Take a video with speech, transcribe the audio using AI, and overlay synchronized subtitles with word-by-word highlighting.

Full Example

from videopython import Video
from videopython.ai import AudioToText
from videopython.editing import TranscriptionOverlay

def add_subtitles(input_path: str, output_path: str):
    # Load video
    video = Video.from_path(input_path)

    # Transcribe audio
    transcriber = AudioToText()
    transcription = transcriber.transcribe(video)

    # Apply subtitle overlay. Geometry is resolution-independent by
    # default, so the same overlay works at any output resolution.
    overlay = TranscriptionOverlay(
        style="boxed",      # color/border/background/highlight preset
        region="bottom",    # top | center | bottom
        font_scale=0.055,   # fraction of frame height (auto-scales)
    )
    video = overlay.apply(video, transcription)

    # Save with burned-in subtitles
    video.save(output_path)

add_subtitles("interview.mp4", "interview_subtitled.mp4")

Step-by-Step Breakdown

1. Transcribe Audio

transcriber = AudioToText()  # Local Whisper model
transcription = transcriber.transcribe(video)

The result is a Transcription carrying segments with word-level timestamps:

for segment in transcription.segments:
    print(f"{segment.start:.2f}-{segment.end:.2f}: {segment.text}")
    for word in segment.words:
        print(f"  {word.word} ({word.start:.2f}-{word.end:.2f})")

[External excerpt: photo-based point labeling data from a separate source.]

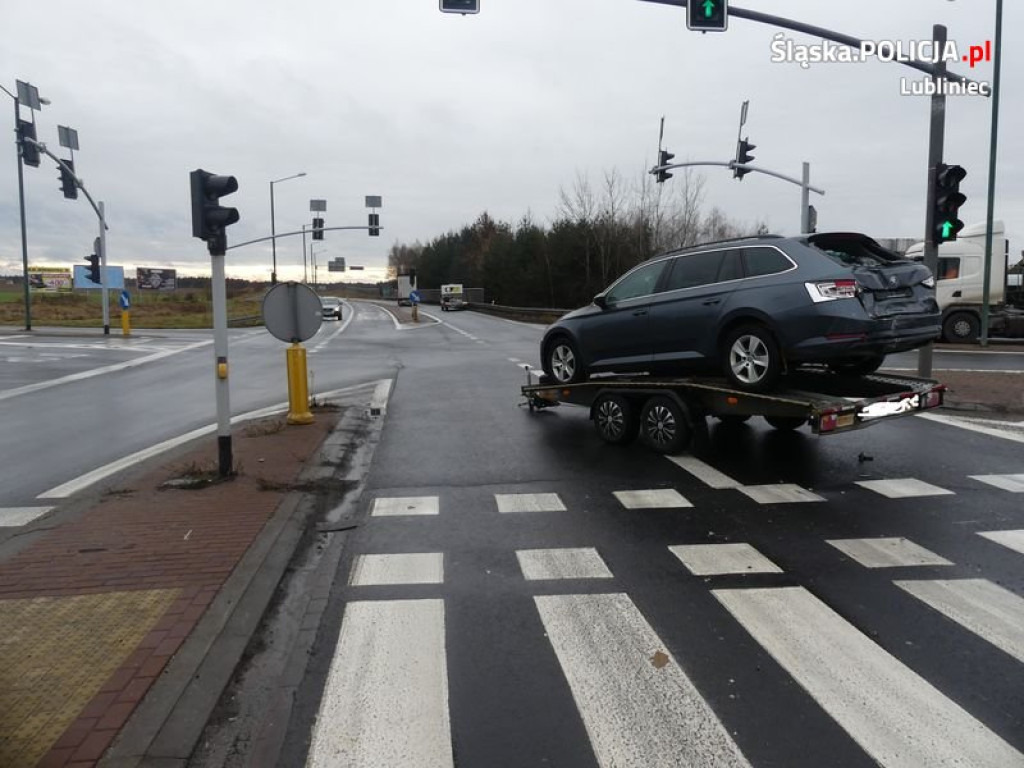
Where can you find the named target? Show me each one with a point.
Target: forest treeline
(598, 232)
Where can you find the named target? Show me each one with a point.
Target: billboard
(150, 279)
(49, 279)
(115, 278)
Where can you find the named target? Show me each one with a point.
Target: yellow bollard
(298, 390)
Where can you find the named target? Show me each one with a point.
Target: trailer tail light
(830, 290)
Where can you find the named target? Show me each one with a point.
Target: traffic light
(743, 148)
(948, 199)
(30, 153)
(68, 179)
(93, 270)
(708, 15)
(460, 6)
(664, 158)
(209, 217)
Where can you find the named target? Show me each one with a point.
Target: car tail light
(830, 290)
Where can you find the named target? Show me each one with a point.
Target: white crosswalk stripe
(639, 707)
(987, 610)
(386, 699)
(896, 716)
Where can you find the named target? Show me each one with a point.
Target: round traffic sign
(292, 311)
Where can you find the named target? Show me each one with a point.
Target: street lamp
(273, 233)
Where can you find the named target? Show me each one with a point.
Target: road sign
(292, 311)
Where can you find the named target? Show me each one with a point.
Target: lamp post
(273, 233)
(29, 95)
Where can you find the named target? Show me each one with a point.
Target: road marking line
(418, 567)
(905, 487)
(540, 564)
(1012, 539)
(638, 706)
(12, 517)
(101, 473)
(1013, 483)
(952, 421)
(386, 699)
(887, 553)
(716, 559)
(655, 499)
(705, 472)
(528, 503)
(895, 715)
(783, 493)
(410, 505)
(27, 389)
(991, 612)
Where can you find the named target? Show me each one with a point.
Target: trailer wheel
(786, 423)
(614, 419)
(664, 426)
(752, 358)
(964, 328)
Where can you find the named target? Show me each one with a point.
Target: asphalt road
(522, 594)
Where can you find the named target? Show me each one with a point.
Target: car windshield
(852, 250)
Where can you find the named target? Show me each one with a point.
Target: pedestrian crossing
(386, 701)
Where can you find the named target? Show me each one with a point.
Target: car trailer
(665, 412)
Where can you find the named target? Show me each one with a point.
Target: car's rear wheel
(964, 328)
(751, 358)
(561, 361)
(615, 419)
(664, 426)
(859, 368)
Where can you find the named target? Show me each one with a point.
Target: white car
(331, 307)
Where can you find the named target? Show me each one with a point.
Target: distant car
(331, 307)
(754, 308)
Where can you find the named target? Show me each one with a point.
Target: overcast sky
(449, 116)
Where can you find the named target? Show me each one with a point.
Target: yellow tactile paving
(55, 654)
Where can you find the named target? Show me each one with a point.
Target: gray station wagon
(752, 308)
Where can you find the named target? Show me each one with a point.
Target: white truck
(960, 284)
(453, 297)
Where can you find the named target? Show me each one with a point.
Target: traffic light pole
(936, 144)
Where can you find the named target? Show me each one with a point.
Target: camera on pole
(68, 185)
(948, 200)
(210, 218)
(743, 148)
(664, 158)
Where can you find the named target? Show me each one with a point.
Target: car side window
(732, 265)
(694, 269)
(760, 261)
(639, 283)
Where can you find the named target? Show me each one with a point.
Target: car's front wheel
(561, 361)
(751, 358)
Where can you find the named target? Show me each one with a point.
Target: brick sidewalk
(93, 608)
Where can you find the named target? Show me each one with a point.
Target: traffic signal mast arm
(78, 182)
(733, 165)
(298, 231)
(821, 32)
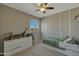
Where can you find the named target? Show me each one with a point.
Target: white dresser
(13, 46)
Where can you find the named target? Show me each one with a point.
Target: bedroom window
(34, 24)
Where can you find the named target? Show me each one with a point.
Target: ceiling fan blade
(50, 8)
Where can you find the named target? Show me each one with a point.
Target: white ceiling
(31, 8)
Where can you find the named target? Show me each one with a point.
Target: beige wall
(12, 20)
(61, 24)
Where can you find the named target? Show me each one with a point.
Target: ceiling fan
(43, 7)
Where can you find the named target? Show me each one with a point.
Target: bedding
(53, 41)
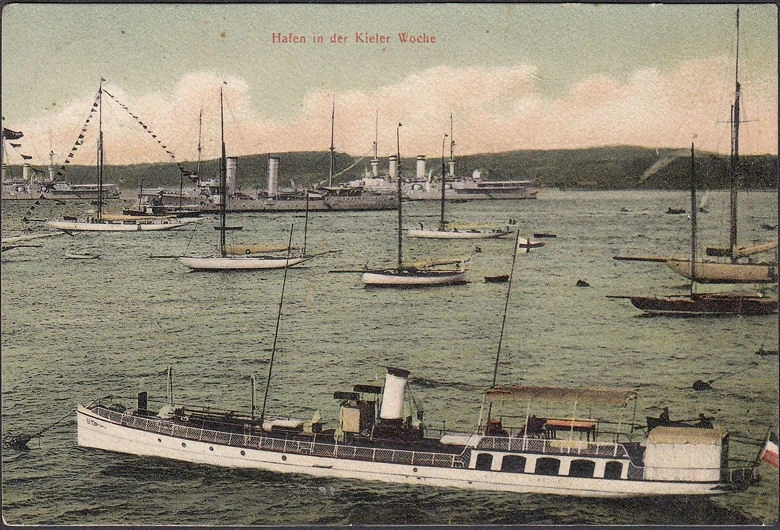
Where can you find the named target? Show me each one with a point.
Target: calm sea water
(76, 330)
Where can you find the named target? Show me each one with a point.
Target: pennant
(769, 453)
(8, 134)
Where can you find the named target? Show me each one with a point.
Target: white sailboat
(732, 271)
(445, 230)
(569, 451)
(227, 258)
(412, 275)
(105, 223)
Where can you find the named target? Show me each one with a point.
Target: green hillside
(615, 167)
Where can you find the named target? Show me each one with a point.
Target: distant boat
(226, 261)
(412, 276)
(103, 223)
(732, 271)
(585, 443)
(82, 255)
(444, 230)
(703, 303)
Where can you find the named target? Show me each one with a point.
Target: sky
(512, 76)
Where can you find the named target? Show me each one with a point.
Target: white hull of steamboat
(240, 263)
(287, 456)
(421, 278)
(713, 272)
(433, 233)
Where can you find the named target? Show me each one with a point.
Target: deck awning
(616, 397)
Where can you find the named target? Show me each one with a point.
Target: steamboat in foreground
(376, 440)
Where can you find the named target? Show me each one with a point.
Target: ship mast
(200, 147)
(332, 149)
(693, 222)
(735, 168)
(100, 151)
(400, 209)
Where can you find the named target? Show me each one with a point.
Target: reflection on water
(74, 330)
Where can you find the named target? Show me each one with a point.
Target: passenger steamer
(375, 440)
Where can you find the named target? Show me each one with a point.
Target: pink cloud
(495, 109)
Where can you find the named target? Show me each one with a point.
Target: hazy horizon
(513, 76)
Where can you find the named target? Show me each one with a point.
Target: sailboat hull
(713, 272)
(456, 234)
(240, 263)
(416, 278)
(706, 304)
(128, 226)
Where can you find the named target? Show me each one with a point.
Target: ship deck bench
(553, 425)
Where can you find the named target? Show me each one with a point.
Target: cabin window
(547, 466)
(582, 468)
(513, 464)
(484, 461)
(613, 470)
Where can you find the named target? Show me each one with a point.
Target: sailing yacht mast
(222, 178)
(200, 147)
(693, 223)
(100, 151)
(400, 209)
(332, 149)
(735, 169)
(441, 219)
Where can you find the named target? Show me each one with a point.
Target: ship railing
(553, 446)
(284, 444)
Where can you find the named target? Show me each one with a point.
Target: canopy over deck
(617, 397)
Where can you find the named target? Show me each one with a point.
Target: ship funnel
(393, 166)
(273, 175)
(393, 394)
(421, 167)
(230, 174)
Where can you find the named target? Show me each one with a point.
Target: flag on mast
(769, 453)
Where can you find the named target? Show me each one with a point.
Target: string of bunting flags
(80, 139)
(93, 109)
(149, 131)
(8, 134)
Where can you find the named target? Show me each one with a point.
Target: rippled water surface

See Text & Transcription for the full data classes.

Model options:

  • tiny, base, small, medium, large, turbo
  • Enable diarization with AudioToText(enable_diarization=True) when needed.
  • VAD-gated language detection runs by default (enable_vad=True); pass enable_vad=False to skip it.
  • Bias Whisper toward brand or proper-noun spellings with AudioToText(vocabulary=["Klarna", "Allegro"]). See Brand-name vocabulary biasing.

2. Configure Subtitle Style

overlay = TranscriptionOverlay(
    style="boxed",       # boxed | outline | clean | karaoke
    region="bottom",     # top | center | bottom
    font_scale=0.055,    # font height as a fraction of frame height
    font_filename=None,  # optional: path to a .ttf, or None for the bundled font
)

Key parameters (the recommended, resolution-independent surface):

  • style -- A named look bundling text/highlight colors, border, and background so you express intent instead of a dozen numbers. boxed reproduces the historical defaults.
  • region -- Which vertical safe-area band the box sits in: top, center, or bottom.
  • font_scale -- Base font height as a fraction of frame height. Because it is relative, the same plan renders correctly whether the output is 480p or 4K, and an upstream face_crop/resize cannot make it overflow. It auto-shrinks toward min_font_scale if a cue would still not fit.
  • font_filename -- Path to a TrueType font, or None for the bundled default.

Advanced overrides

The absolute fields (font_size, text_color, highlight_color, background_color, position, anchor, box_width, margin, ...) still exist as optional overrides for back-compat: leave them unset to derive from style/region/font_scale, or set one to pin it. Prefer not setting font_size -- an absolute size chosen without knowing the final (post-transform) frame is exactly what used to overflow at render time. With the relative surface, VideoEdit.validate() also rejects an un-fittable plan up front instead of crashing mid-render.

3. Apply Overlay

video = overlay.apply(video, transcription)

The overlay renders each word at its exact timestamp, highlighting the current word being spoken.

Customization

Styling Options

# Minimal outlined subtitles near the bottom (no background box)
overlay = TranscriptionOverlay(style="clean", region="bottom")

# Bigger karaoke-style subtitles centered for short-form vertical video
overlay = TranscriptionOverlay(style="karaoke", region="center", font_scale=0.07)

# Need a specific look? Override individual fields on top of a preset:
overlay = TranscriptionOverlay(style="outline", text_color=(255, 255, 0))

Processing Long Videos

For long videos, transcription can take time. Consider processing in segments:

from videopython import Video

# Process first 5 minutes
video = Video.from_path("long_video.mp4", start_second=0, end_second=300)

Tips

  • Font size: Prefer font_scale over absolute font_size. ~0.05-0.06 reads well across resolutions; bump toward 0.07-0.08 for mobile/short-form. It auto-scales, so you never re-tune it per output size.
  • Contrast: The boxed/karaoke presets put text on a semi-transparent box that works on most backgrounds; outline/clean rely on a border instead.
  • Position: region="bottom" is standard; region="center" suits short-form vertical video.
  • Languages: Whisper supports 90+ languages. The API auto-detects language by default.